Karl is standing to his left with a smirk on his face, his arms folded over his chest. They’re all dressed up like discount commandos, gun belts on their waists, thighs, and anywhere else they can fit them. It makes them look like a pack of…

“You look like a bunch of accountants heading out to a fake Marine induction weekend where you’ll get yelled at by some guy who got a dishonorable discharge from the army and gets off on pushing people into ice baths,” Callie calls out before I can so much as finish the thought.

Christ. She is not going to make this easy. She is going to make it funny. We both get up and move toward my father and his army.

“Why are you here?” I follow her comment with a question, reaching for her arm and drawing her back behind me gently. I want to look worried about her. I don’t want to give away any hint of her true nature.

“We’ve come for her,” Orion says, looking at me as if I am barely anything worth considering. “She belongs to us. Legally. We own the patent on her DNA.”
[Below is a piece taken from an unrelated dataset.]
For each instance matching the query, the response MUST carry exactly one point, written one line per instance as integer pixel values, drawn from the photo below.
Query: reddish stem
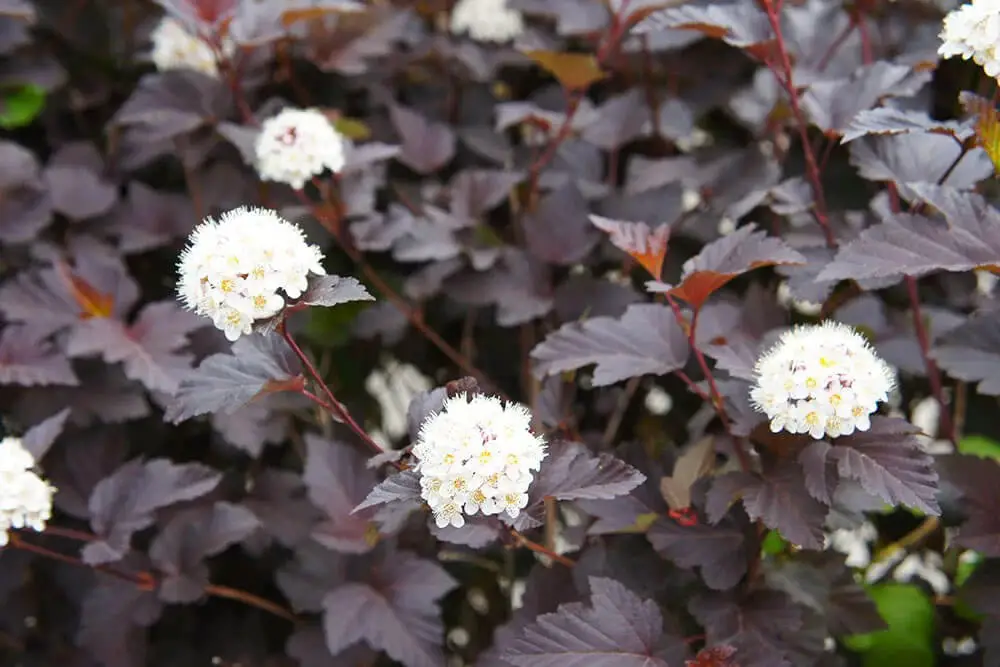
(335, 406)
(539, 549)
(785, 79)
“What the hell does that mean?”

“We own her DNA,” Orion repeats, as if saying something twice makes it more acceptable.

“She’s a person, you can’t own someone’s DNA.”

“Actually there is some precedent for it,” Calista mumbles. “But only a sociopath would try to make it stand up in court. A sociopath who likes losing. Like a loser.”

She seems to take particular glee in taunting my father. I don’t know where she got the hostility from, but it has been there from the beginning, though she tried to keep it quiet to begin with. Now no holds are barred.